Kathryn Mohror Loves HPC, Faults and All
Kathryn Mohror’s decision as to where to begin her computer science career was easy. “I work in high performance computing,” says Kathryn, “and at Livermore, the biggest systems in the world are at my fingertips.”
At LLNL’s Center for Applied Scientific Computing, Kathryn researches scalable fault-tolerant computing and data storage techniques. The large number of components in today’s leading-edge computing systems has increased the rate of hardware faults, which can halt calculations and degrade performance. Applications make checkpoints—snapshots of the computer’s state—at regular intervals in order to recover after a fault occurs, but writing to and accessing checkpoints in a supercomputer’s parallel file system consumes valuable computational resources. Kathryn is part of an ongoing effort to create an efficient and reliable scheme for storing checkpoints at a range of levels and locations. She and her colleagues have implemented the Scalable Checkpoint/Restart library on Livermore’s Linux supercomputers, and are currently porting it to the largest and most powerful system, Sierra.
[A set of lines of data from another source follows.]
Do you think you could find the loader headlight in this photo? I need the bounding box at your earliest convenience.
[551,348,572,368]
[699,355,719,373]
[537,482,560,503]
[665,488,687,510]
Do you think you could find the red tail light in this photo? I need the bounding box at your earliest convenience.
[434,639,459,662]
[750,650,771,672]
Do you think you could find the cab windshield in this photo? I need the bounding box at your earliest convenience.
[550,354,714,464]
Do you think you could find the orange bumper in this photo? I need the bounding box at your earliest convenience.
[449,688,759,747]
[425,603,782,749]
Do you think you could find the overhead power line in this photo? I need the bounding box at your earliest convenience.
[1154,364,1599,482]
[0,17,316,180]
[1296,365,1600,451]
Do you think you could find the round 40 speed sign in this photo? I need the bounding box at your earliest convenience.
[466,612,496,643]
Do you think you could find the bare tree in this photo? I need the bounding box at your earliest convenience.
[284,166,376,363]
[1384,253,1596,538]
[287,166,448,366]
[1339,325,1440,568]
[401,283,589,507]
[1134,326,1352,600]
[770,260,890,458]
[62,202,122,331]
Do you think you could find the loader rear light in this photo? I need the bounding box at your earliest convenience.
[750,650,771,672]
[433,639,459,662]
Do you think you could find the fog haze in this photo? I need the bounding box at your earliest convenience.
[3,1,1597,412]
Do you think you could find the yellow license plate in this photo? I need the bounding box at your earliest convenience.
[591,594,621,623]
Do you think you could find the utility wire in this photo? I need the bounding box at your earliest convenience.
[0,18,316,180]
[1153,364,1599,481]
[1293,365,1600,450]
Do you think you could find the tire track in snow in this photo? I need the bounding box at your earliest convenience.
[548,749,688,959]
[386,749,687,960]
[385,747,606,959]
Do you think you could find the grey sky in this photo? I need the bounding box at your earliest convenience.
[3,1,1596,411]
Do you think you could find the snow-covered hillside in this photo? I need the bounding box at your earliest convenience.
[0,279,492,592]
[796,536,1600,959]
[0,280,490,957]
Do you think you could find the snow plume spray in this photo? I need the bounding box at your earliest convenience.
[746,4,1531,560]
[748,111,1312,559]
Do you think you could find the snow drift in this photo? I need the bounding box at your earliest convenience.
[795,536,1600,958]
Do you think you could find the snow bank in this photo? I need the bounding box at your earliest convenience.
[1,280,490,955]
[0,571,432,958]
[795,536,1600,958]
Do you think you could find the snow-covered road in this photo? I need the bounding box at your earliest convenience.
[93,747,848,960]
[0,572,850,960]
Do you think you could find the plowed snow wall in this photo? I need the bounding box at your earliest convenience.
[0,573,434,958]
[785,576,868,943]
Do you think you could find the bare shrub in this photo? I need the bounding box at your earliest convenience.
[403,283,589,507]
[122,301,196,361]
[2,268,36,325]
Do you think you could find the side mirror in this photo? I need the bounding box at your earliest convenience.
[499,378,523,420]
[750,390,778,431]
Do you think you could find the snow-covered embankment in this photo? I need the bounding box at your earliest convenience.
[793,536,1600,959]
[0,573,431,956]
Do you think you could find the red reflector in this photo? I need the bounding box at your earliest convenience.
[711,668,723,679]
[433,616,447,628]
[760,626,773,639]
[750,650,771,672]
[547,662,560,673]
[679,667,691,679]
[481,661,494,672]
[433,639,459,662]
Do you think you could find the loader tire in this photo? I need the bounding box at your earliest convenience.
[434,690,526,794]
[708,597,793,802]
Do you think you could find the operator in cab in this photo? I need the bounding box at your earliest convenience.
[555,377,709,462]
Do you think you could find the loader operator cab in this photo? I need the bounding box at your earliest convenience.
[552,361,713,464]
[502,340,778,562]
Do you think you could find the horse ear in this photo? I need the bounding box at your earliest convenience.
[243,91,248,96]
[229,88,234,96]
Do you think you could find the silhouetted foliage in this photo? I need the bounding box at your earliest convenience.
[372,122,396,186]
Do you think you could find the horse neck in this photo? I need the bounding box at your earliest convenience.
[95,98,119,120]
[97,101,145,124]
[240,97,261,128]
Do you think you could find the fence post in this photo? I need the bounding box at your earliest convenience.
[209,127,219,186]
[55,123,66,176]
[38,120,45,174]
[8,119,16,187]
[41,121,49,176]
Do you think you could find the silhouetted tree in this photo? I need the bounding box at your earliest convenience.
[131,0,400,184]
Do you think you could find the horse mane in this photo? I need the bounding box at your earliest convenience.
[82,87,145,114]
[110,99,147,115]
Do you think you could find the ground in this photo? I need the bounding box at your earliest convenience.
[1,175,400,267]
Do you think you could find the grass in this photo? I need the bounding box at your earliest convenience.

Kathryn’s work not only focuses on rapidly recovering from failures but also on how to maximize the effectiveness of applications running on large-scale parallel computers. Performance measurement and analysis tools were central to her doctoral research and remain an abiding interest. When running an application on a machine with hundreds of thousands of processors, or more than a million processors, it can be difficult to ascertain whether the application is running at its best, and if not, what could be hindering performance. Kathryn reviews historical data for applications to identify inhibiting factors and develops tools that give researchers the information they need to tune their programs and maximize results. After all, says Kathryn, “It’s all about getting the answers more quickly.”
Kathryn’s first encounter with computer programming was for her chemistry bachelor’s degree at Portland State University. Chemistry was a subject at which she excelled but found uninspiring, and that brief programming experience convinced her to switch to computer science. After earning her doctorate from Portland State in 2010, she joined Livermore as a postdoctoral scholar, later transitioning to a staff scientist position. Having developed a close relationship with Livermore researchers during graduate school, Kathryn knew that LLNL would be a good fit for her. What she appreciates most about her colleagues is the enthusiasm they demonstrate for their work and for coming to work each day. She is also grateful for Livermore’s alternative work options. Since Kathryn’s husband is a small business owner who lives and works in Portland, Oregon, she spends her weekends in Portland and works from there remotely a week each month. “This flexible arrangement lets me see my spouse and do the job I love,” says Kathryn.
I help the fastest machines in the world run efficiently. Failures are a big problem on machines this big, and they can happen at any time during a program run. My job is to keep these failures from impacting application run time so that domain scientists can get the answers they need as quickly as possible. Every day on the way to my office I walk by the machine room and get to see Sierra, one of the fastest computers in the world. There’s really not much that can top that in my book.
I also love gardening, cooking, yoga, running, and cycling.